During the experiment, spiders were exclusively fed ten live, half-gravid, female GEM or WT An. coluzzii mosquitoes once per week for 11 weeks. A total of 30 spiders were used for each diet group. Spiders and remaining mosquitoes were lightly anesthetized with CO2 and removed from their enclosures 48 h after feeding. The number of uneaten mosquitoes remaining in the enclosure was recorded and all mosquitoes, mosquito carcasses, and spider molts were removed. The anesthetized spiders were weighed on a tared scale to the nearest 0.1 mg and photographed on a 1 mm × 1 mm grid background positioned under a microscope for carapace width and eye diameter measurements. Photos were analyzed using ImageJ software to acquire the carapace width (Fig. 2b) and anterior median eye diameter (Fig. 2c) [40, 43]. Mortality was monitored twice per week.

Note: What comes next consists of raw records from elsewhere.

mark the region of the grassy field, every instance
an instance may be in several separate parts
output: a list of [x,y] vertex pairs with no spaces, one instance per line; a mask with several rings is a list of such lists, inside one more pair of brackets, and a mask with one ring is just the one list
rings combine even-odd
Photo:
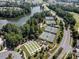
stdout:
[[76,20],[75,29],[79,31],[79,14],[74,13],[74,12],[70,12],[70,13],[73,15],[73,17]]

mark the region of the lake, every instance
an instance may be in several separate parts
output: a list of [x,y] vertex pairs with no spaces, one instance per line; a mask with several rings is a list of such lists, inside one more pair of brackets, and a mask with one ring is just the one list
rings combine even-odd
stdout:
[[37,12],[42,12],[42,9],[40,8],[40,6],[31,7],[30,15],[25,15],[24,17],[21,17],[17,20],[0,19],[0,29],[7,23],[16,24],[17,26],[22,26],[23,24],[26,23],[27,20],[30,19],[31,16],[33,16]]

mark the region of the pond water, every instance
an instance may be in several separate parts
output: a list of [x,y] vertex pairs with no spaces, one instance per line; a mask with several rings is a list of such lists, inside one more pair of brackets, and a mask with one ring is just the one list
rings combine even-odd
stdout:
[[17,20],[7,20],[7,19],[0,19],[0,29],[6,25],[7,23],[11,24],[16,24],[17,26],[22,26],[23,24],[26,23],[27,20],[30,19],[31,16],[33,16],[37,12],[41,12],[40,6],[35,6],[31,7],[31,14],[30,15],[25,15],[24,17],[21,17],[20,19]]

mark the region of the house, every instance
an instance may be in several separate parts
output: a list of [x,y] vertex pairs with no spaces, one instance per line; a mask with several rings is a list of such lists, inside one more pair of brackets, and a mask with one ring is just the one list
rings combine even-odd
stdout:
[[45,31],[46,32],[49,32],[49,33],[52,33],[52,34],[56,34],[58,32],[58,28],[55,28],[55,27],[51,27],[51,26],[47,26],[45,28]]
[[45,17],[46,24],[56,24],[56,13],[54,11],[47,12],[47,15]]
[[55,21],[46,20],[46,24],[52,26],[52,25],[56,25],[56,22]]
[[27,57],[35,55],[36,52],[41,51],[40,45],[36,41],[28,41],[23,46],[21,49],[25,52]]
[[45,17],[45,21],[47,25],[56,24],[55,17],[52,17],[52,16]]
[[55,39],[56,35],[51,34],[49,32],[43,32],[40,36],[39,39],[48,41],[48,42],[53,42]]
[[39,36],[39,39],[43,39],[49,42],[53,42],[53,40],[57,36],[57,32],[59,31],[58,27],[47,26],[44,32]]
[[54,20],[54,19],[55,19],[55,17],[52,17],[52,16],[47,16],[47,17],[45,17],[45,19],[46,19],[46,20]]

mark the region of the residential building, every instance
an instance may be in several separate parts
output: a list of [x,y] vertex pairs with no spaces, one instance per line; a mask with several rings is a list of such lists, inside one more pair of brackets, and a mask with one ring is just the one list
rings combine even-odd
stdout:
[[46,32],[49,32],[49,33],[52,33],[52,34],[56,34],[57,31],[58,31],[58,28],[47,26],[47,27],[45,28],[45,31],[46,31]]
[[27,57],[35,55],[36,52],[41,51],[40,45],[36,41],[28,41],[21,47]]
[[46,16],[45,17],[46,24],[56,24],[55,22],[55,16]]
[[53,42],[55,39],[56,35],[55,34],[51,34],[49,32],[43,32],[40,36],[39,39],[48,41],[48,42]]
[[54,20],[54,17],[52,17],[52,16],[47,16],[47,17],[45,17],[45,19],[46,19],[46,20]]
[[56,22],[55,21],[50,21],[50,20],[45,20],[47,25],[55,25]]

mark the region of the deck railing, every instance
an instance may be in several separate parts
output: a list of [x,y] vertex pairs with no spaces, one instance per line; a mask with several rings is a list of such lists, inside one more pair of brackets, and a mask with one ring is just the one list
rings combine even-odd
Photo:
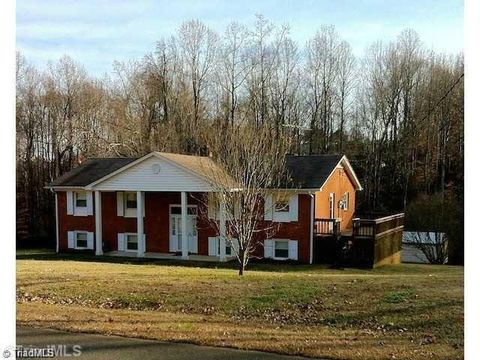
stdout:
[[378,219],[353,219],[353,237],[379,238],[403,228],[404,214],[385,216]]
[[315,219],[313,223],[314,235],[338,235],[340,219]]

After the completion of the feeding experiment, P. audax were housed individually for an additional 3 weeks and fed a diet of 15 fruit flies per week. Spiders were then euthanized and preserved in ethanol. Preserved P. audax individuals were examined morphologically to determine sex. Males were identified via the presence of palpal bulbs on the pedipalps, and females were identified via the presence of an epigynum on the underside of the abdomen. Individuals that did not reach penultimate or adult instars had indistinguishable morphological sex characteristics at the time of euthanasia and were recorded as unknown sex.
Analyses
Standard deviation (SD) was calculated to assess differences in the GEM and WT groups. A two-way analysis of variance (ANOVA) was used to test for effects of diet group, sex, and their interaction on predator growth [45]. Following ANOVA results, Tukey’s honest significant difference post-hoc test was used to determine if growth differed significantly between sexes (female, male, or unknown) and to determine if growth differed between individuals of the same sex across the two diet groups. Fisher’s exact test [46] was used to determine if mortality rates differed significantly, and a Chi-squared test [47] was used to determine if sex ratios differed significantly. All analyses were conducted in R version 4.4.2 [48] using the rstatix, dplyr, broom, and purr packages for statistical generation and analysis [49,50,51,52], ggplot2 package for plot creation [53], and ggpubr for statistical integration in plots [54]. A P-value of < 0.05 was considered statistically significant.